Fed’s expected tightening of the bond-buying program and interest rate hikes could present a macroeconomic environment likely to favour top cryptocurrencies in 2022, according to Bloomberg Intelligence’s senior commodity strategist Mike McGlone.
McGlone wrote in the Bloomberg Crypto Outlook, December 2021. reportAccording to him, the market’s deflationary forces could give Bitcoin (and other top crypto assets) a new boost.
The analyst believes that cryptocurrency will continue outperforming equities by showing divergent strength as we approach the end of this year.
Bitcoin: The bullish case in 2022
McGlone’s bullish scenario for the benchmark cryptocurrency is outlined in the Global Cryptocurrency Outlook report, in which he notes that China’s ban on crypto has set up the sector for broader adoption in the US. McGlone believes the US can provide a regulatory framework that supports the industry and further gains in price movements.
According to the analyst, the rapid growth witnessed around revolutionary crypto-related technologies like NFTs and crypto dollars could see a wider embrace in the US, developments likely to cement Bitcoin’s status as a digital store of value and see its value rise even further.
He points out the US Federal Reserve’s outlook on inflation and the potential for market pressure on bond yields as possible catalysts for central bank liquidity, and which in turn could see Bitcoin emerge as the “primary beneficiary.”
McGlone says Bitcoin could find itself in a “win-win” situation if the stock market drops as a result of a reversal to the Fed’s expected tightening in 2022 happens.
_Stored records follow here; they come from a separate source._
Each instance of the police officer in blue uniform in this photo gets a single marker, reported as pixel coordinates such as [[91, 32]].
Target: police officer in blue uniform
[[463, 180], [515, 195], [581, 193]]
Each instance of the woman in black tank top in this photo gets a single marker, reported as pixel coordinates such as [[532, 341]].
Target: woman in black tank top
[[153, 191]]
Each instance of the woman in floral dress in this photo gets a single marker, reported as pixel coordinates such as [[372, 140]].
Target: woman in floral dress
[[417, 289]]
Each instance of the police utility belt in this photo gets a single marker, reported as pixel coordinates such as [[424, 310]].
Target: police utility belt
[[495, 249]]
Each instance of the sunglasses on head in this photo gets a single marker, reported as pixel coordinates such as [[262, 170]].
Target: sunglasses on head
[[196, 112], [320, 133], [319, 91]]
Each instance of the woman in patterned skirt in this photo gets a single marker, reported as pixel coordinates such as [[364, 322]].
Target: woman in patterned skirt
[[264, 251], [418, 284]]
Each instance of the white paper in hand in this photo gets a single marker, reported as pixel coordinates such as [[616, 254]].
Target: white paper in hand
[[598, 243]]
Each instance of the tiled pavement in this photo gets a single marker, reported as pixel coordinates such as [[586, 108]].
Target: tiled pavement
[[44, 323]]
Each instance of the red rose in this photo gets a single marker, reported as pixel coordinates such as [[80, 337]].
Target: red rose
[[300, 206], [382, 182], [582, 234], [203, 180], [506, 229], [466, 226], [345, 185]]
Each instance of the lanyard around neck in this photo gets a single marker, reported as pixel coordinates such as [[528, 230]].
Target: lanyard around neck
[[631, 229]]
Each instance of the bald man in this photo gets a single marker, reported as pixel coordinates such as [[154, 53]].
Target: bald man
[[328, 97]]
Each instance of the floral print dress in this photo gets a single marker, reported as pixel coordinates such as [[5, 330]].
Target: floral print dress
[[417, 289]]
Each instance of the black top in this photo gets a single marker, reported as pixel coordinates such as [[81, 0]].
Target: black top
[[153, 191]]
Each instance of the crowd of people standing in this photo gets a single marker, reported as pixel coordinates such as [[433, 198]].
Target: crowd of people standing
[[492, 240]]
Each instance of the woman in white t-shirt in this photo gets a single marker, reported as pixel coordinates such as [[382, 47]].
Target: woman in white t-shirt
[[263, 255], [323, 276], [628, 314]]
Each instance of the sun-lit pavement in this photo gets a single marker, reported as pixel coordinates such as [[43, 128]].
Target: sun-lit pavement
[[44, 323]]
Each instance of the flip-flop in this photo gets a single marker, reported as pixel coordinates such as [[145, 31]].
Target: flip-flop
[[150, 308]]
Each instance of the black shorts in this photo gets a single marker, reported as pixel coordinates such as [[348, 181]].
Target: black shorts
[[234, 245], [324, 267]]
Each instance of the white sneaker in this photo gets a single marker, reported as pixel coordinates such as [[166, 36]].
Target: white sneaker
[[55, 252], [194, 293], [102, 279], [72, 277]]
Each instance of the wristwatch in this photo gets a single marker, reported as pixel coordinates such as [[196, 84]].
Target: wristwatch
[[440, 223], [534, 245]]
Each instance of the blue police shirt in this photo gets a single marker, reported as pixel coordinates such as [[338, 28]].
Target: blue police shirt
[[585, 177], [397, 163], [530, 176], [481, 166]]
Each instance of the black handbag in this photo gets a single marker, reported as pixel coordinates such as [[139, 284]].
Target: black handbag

McGlone believes that BTC could face headwinds if stocks fall, but that if this happens, new moves towards central bank liquidity could mitigate yield gains and benefit crypto.
$100,000 #Bitcoin, $50 #Oil, $2,000 #Gold? 2022 Outlook in 5 Charts – Peaking commodities and the declining yield on the Treasury long bond point to risks of reviving deflationary forces in 2022, with positive ramifications on Bitcoin and gold. pic.twitter.com/j3VNAOCwuz
— Mike McGlone (@mikemcglone11) December 9, 2021
“Some normalization in stock-market returns and a continued decline in US Treasury bond yields may shine on Bitcoin and Ethereum in portfolios,” the Bloomberg analyst wrote.
While the strategist states that an asset’s past performance does not necessarily become an indicator of its future outlook, any massive outperformance by a new asset class is always followed by greater investment from earlier doubters.
This is the scenario that investment managers could see in 2022. They will be looking to minimize their risk by investing in crypto allocations.
Bitcoin is currently trading at $48,845, approximately 24% down over the past 30 and 30% lower than its peak price of $69,000. But, the BTC prices are almost 160% higher than the previous year.